A pressão era mais a cada dia e aos primeiros sinais do meu corpo para abrandar o ritmo, eu ignorava e chegava a ver isso como um sinal de fraqueza então fazia ainda pior, puxava ainda mais. Um dia o meu corpo fez-me parar, não pude mais continuar e nada mais me restava do que parar e respirar fundo. Apercebi-me que todos estes sinais físicos eram um grito de ajuda, um grito para começar a viver mais lentamente.

Um dia o meu corpo fez-me parar, não pude mais continuar e nada mais me restava do que parar e respirar fundo.

Foi então que comecei a mudar pequenas coisas no meu dia-a-dia. Comecei a fazer crochet e até comprei uma máquina de costura para começar a arranjar a minha roupa. Comecei a comprar cada vez menos comida pronta e comecei a cozinhar mais. Interessei-me tanto pelos alimentos mais em estado natural que até comecei a minha pequena horta em casa. Hoje dou-me ao luxo de perceber os ciclos da natureza, quando plantar, quanto tempo os legumes demoram a crescer, a colheita e o sabor diferente.
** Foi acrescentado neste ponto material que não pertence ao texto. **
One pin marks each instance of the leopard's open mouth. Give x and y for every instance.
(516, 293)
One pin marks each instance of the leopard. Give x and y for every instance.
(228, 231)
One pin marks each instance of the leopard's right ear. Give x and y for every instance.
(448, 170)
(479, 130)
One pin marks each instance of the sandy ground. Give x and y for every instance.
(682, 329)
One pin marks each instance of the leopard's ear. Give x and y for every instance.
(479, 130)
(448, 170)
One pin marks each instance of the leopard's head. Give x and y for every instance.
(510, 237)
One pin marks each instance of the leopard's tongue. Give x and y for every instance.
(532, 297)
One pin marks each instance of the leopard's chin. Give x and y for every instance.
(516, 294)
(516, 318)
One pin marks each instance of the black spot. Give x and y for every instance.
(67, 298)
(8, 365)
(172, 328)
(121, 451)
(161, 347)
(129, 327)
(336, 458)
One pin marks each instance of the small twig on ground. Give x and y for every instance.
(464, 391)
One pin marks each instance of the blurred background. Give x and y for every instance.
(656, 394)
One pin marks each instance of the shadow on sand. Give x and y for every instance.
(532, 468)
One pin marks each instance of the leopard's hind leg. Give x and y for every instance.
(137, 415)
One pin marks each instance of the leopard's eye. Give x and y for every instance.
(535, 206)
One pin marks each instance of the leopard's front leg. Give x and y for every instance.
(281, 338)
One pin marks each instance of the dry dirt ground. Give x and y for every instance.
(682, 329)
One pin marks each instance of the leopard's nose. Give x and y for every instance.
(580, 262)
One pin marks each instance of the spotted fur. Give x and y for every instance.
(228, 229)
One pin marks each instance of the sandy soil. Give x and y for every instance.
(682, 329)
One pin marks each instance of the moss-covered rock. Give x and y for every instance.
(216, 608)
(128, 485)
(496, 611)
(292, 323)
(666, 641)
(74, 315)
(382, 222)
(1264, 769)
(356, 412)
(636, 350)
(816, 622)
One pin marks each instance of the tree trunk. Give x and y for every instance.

Comecei a ouvir outro género de música e a ver outro tipo de vídeos no youtube. Quando caí de pára-quedas num vídeo a falar de slow living, apercebi-me de que já estava a levar esse estilo de vida, mesmo não percebendo. Afinal de contas desde sempre que ouço dizer que a felicidade está nas pequenas coisas, não é? O Slow Living é apenas uma etiqueta para algo que se pratica à muito tempo. Eu concordo com isso, acho que a felicidade está mesmo nas pequenas coisas e se nós não pararmos para tomarmos atenção às pequenas coisas, nunca vamos reparar que elas lá estão, pois estamos demasiado ocupados com as nossas tarefas diárias.

Não acho que pôr-me a mim em primeiro lugar seja um acto egoísta, mas sim um acto de auto-preservação.

Eu percebo que não é fácil parar de um momento para o outro, acredita, eu acabei de passar por isso. É uma questão de hábito, uma mudança na nossa rotina e também nas nossas prioridades. Eu sempre disse que se eu não estiver bem, não consigo ajudar ninguém, então não acho que pôr-me a mim em primeiro lugar seja um acto egoísta, mas sim um acto de auto-preservação. Um exemplo disto é quando estamos num avião e as instruções de segurança são para colocarmos a máscara de oxigenio a nós primeiro e só depois ajudamos os outros. Pode parecer um pouco antiético mas se pensarmos bem, faz todo o sentido.

Como comecei o slow living? A única coisa que fiz foi dar ouvidos ao meu corpo e fazer aquilo que me sabia bem e que me parecia certo para a fase que estava a atravessar.
O slow living é isso mesmo, é parar para respirar, é dar tempo ao tempo e sem dúvida alguma, é aliviar o corpo e curar a alma.